La bugia più grossa riguarda la diminuzione degli stipendi degli assessori. Il numero degli assessori, infatti, è diminuito: da 16 a 12. Ma la spesa per gli assessorati si è ridotta soltanto di poco: da 2,4 milioni a 2 milioni. La risibile diminuzione della spesa per gli assessorati a fronte del taglio di 1/4 del numero degli assessori è proprio causa delle critiche più feroci mosse dall’opposizione. Altro che taglio degli stipendi degli assessori!
La parte finale dell’articolo pubblicato sul sito del Corriere del Mezzogiorno parla proprio di questo. Vale la pena soffermarsi sulle dichiarazioni dell’assessore Realfonzo, teniamolo d’occhio perché forse farà carriera: “Abbiamo diminuito gli assessori, ma avremmo anche potuto aumentare la spesa perché sono aumentate le deleghe, e quindi il lavoro, per ogni assessore”. Proprio così!
Interessante: si diminuiscono gli assessori ma non si risparmia, anzi, si rischia di aumentare la spesa. Chi l’avrebbe detto.
Bisognerebbe pure specificare che De Magistris non potrebbe prendersi ancora alcun merito di eventuali tagli agli sprechi, perché la manovra approvata in fretta e furia il 30 giugno è eredità della precedente Giunta, che non aveva ancora approvato il suo ultimo bilancio. Ad autunno ci dovrà essere giocoforza una manovra di revisione, che sarà la prima vera manovra della Giunta De Magistris. E soltanto allora si potrà capire qualcosa del nuovo Sindaco.
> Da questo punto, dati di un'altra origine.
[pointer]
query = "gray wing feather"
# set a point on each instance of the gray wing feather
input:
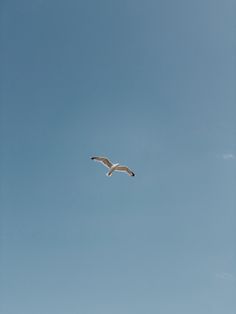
(125, 169)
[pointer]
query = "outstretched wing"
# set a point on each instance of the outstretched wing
(104, 160)
(125, 169)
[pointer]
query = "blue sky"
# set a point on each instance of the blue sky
(147, 83)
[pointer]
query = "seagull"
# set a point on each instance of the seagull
(113, 167)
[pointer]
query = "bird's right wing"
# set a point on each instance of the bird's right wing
(125, 169)
(104, 160)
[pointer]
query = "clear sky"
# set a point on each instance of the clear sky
(150, 84)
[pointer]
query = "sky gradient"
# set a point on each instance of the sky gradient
(150, 84)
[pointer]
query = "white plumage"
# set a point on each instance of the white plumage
(113, 167)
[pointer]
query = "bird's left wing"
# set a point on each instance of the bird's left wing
(104, 160)
(125, 169)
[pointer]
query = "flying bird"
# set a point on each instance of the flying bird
(113, 167)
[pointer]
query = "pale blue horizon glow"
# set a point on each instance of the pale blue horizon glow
(150, 84)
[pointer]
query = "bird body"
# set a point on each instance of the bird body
(113, 167)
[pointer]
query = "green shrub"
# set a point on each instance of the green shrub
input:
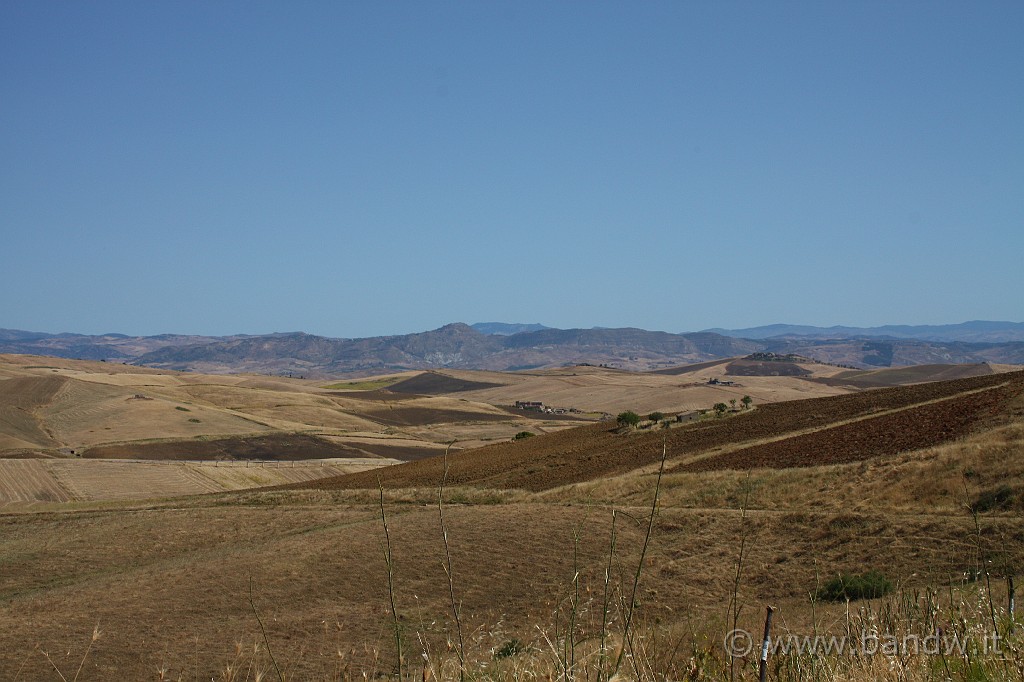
(510, 648)
(855, 586)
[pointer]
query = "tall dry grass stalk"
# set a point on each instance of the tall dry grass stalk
(389, 562)
(446, 565)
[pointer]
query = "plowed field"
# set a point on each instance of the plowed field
(592, 452)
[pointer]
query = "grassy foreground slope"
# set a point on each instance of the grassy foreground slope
(168, 584)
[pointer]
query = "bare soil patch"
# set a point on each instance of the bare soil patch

Dunque, non c’è una sola mezza verità nello status che sta circolando su facebook. Persino la dichiarazione d’intenti sulla riduzione delle municipalizzate non è detto che porti risparmi: qualcuno crede ai tagli nei Cda? Nessuno, direi.
Ancora una volta la sinistra ha dimostrato che la macchina organizzativa on-line è efficiente ma poco credibile. Davvero poco.